Critical FortiSwitch Vulnerability Demands Immediate Patching

Fortinet just dropped some crucial security updates to fix a serious vulnerability. This flaw could let attackers change your admin passwords without even needing to log in. Sounds scary, right?

This vulnerability, known as CVE-2024-48887, is a big deal – it scores a whopping 9.3 out of 10 on the CVSS severity scale. That's pretty high!

Fortinet themselves explained it this way: "An unverified password change vulnerability [CWE-620] in FortiSwitch GUI may allow a remote unauthenticated attacker to modify admin passwords via a specially crafted request." In plain English, someone could sneak in and change your passwords through a cleverly designed request.

Which FortiSwitch Versions Are Affected?

Here's the list of FortiSwitch versions that need patching:

• FortiSwitch 7.6.0 (Upgrade to 7.6.1 or above)
• FortiSwitch 7.4.0 through 7.4.4 (Upgrade to 7.4.5 or above)
• FortiSwitch 7.2.0 through 7.2.8 (Upgrade to 7.2.9 or above)
• FortiSwitch 7.0.0 through 7.0.10 (Upgrade to 7.0.11 or above)
• FortiSwitch 6.4.0 through 6.4.14 (Upgrade to 6.4.15 or above)

Who Found the Flaw?

The good news is that this vulnerability was found internally by Daniel Rozeboom, who works on the FortiSwitch web UI team.
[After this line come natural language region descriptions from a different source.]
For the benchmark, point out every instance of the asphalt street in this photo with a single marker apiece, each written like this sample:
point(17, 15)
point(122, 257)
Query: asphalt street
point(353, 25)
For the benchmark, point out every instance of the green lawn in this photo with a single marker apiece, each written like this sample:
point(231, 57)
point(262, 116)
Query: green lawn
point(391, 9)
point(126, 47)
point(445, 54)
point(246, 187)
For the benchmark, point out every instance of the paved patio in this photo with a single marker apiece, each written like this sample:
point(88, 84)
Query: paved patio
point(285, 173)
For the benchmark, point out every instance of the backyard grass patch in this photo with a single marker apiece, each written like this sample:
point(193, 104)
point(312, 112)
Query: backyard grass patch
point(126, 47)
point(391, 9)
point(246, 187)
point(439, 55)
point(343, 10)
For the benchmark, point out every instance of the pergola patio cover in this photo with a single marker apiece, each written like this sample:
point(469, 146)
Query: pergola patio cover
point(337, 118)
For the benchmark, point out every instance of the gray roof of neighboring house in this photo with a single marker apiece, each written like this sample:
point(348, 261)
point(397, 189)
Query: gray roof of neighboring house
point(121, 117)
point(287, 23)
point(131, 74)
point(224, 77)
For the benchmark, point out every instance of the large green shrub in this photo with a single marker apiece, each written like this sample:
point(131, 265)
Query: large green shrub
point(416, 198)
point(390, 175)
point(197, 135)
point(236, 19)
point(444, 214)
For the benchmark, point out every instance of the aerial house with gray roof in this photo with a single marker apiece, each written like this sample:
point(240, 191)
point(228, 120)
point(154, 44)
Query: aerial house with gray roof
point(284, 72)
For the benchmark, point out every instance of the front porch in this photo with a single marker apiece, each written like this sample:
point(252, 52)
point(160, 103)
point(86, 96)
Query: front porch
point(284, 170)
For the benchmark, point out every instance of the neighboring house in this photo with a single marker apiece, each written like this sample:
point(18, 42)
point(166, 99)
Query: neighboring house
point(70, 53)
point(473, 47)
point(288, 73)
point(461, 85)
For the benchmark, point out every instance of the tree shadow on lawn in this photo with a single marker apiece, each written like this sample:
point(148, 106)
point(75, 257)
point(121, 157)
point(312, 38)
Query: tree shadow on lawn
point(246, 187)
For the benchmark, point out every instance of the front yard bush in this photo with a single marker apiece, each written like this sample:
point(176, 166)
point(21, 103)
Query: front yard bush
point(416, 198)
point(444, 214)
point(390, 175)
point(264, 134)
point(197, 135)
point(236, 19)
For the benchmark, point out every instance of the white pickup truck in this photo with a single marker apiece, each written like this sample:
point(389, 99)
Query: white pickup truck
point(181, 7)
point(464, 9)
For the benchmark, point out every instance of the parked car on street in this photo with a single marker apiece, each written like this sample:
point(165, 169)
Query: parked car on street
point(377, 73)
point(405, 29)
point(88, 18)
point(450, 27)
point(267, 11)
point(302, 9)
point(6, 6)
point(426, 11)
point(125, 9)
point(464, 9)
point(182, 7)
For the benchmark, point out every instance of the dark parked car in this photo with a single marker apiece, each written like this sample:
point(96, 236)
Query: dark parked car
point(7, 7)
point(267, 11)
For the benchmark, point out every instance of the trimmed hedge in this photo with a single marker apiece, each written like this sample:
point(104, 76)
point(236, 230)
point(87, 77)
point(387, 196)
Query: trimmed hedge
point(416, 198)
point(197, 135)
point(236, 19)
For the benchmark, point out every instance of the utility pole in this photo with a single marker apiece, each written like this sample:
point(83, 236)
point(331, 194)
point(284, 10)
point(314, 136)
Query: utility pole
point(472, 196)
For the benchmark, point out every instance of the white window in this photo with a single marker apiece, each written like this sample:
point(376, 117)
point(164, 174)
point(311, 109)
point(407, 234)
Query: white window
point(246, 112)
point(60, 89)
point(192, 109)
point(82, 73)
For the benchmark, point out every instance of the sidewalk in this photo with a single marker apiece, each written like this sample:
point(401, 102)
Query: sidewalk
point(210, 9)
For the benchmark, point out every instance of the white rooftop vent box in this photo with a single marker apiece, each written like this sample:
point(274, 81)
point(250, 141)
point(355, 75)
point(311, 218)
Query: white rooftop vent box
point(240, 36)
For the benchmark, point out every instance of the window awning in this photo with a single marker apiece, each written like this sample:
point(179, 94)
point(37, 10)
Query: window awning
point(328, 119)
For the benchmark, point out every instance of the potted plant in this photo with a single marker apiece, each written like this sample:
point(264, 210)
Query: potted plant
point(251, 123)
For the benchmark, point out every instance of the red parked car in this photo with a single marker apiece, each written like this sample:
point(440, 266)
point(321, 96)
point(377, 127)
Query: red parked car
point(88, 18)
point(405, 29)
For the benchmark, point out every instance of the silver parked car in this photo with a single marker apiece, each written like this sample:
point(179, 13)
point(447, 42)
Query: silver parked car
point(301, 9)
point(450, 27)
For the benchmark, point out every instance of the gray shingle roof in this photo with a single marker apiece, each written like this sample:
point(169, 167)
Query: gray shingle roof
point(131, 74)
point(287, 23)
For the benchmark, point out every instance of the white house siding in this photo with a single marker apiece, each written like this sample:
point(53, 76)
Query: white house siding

So, a big thanks to him for spotting this!

What Can You Do Right Now?

Fortinet suggests a couple of temporary workarounds:

• Disable HTTP/HTTPS access from your administrative interfaces.
• Restrict access to the system to only trusted computers.

But really, the best thing to do is update your FortiSwitch as soon as possible.

While there's no proof that this particular vulnerability is being actively exploited *yet*, Fortinet flaws have been targeted by attackers in the past. So, don't wait around – get those patches installed!